How Being Grateful Makes Us Healthier

November 29, 2017 8:58 pm

The following article is provided by The Clearity Foundation to support women with ovarian cancer and their families. Learn more about The Clearity Foundation and the services we provide directly to women as they make treatment decisions and navigate emotional impacts of their diagnosis.

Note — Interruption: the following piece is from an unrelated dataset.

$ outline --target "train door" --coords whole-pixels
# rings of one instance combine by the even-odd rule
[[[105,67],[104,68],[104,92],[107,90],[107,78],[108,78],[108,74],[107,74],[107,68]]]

How Being Grateful Makes Us Healthier

By: Leslie Barker

Gratitude tends to be, at its most basic, two words: Thank you.

It can also be a list (the colors of autumn, extra-hot coffee, a purring cat, a laughing baby). It can be a hand-written letter, a soul-lifting hug, a heartfelt look encompassing a myriad of unvoiced emotions.

Brief or detailed, spoken or shown, some bit of gratitude is possible in every moment of every day. But because it’s embodied in the very word of the holiday we celebrate this week, what better time than Thanksgiving to focus on all it does for us — spiritually, emotionally, physically.

First, though, a little about what gratitude won’t do: It won’t make money problems go away or turn sorrow into joy or keep a deadly diagnosis at bay. What it will do is refresh the way we look at life. It will add color to the black and white of the seemingly mundane.

In so doing, gratitude makes us aware, makes us whole, makes us healthy — not always in the physical sense, but in the moment, in the spiritual. Gratefulness, says Benedictine monk and gratitude proponent David Steindl-Rast, “activates our lives.”

Studies have linked being grateful to improved sleep, stronger relationships, decreased stress and lower blood pressure. Being grateful encourages optimism, which aids the immune system. The Psychological Bulletin published a study about how expressing gratitude “reinforces moral behavior.”

Other studies suggest that if you have more gratitude, “you probably have less inflammation in your body,” says Dr. Sharon Reimold. In her career as a cardiologist at UT Southwestern Medical Center in Dallas, she makes a conscious effort to be aware of  and to practice “awe, gratefulness and empathy.”

“I guess I’ve always been grateful just for the opportunity to do a lot of different things, to take care of patients.” Every day, she says, “things happen that kind of amaze you.”

Maybe she’s seeing a patient upright for the first time in ages, coming into the clinic wearing street clothes instead of a hospital gown. Or she’s struck by gratitude for people who willed their bodies to science, thus allowing physicians to learn about anatomy and perhaps save someone’s life.

“Patients ultimately trust us to give good advice and help with their medical problems,” she says. “As a provider, I’m grateful for a patient willing to enter a relationship where that can be true.” And as a human being, she says, “I’m very careful in my office to thank everyone before I leave for helping take care of our patients.”

What a simple, yet heartfelt and meaningful act, for someone to say they are grateful for you: It makes them feel good; it makes you feel good. Similarly, those two simple words — thank you — can turn a day around.

It’s all part of what Randy Kamen, psychologist and author of Behind the Therapy Door: Simple Strategies to Transform Your Life, calls “The Transformative Power of Gratitude” in a huffingtonpost.com column.  It’s why an ovarian cancer support group member we heard about at Baylor University Medical Center stretches out her arms and proclaims, “I am just so grateful to be here,” when it’s her turn to speak.

In a world that has seemed especially crazy lately, what a refreshing reminder her words are: To simply be grateful for being here. Right here, right now. Breathing it all in, and exhaling a thank you.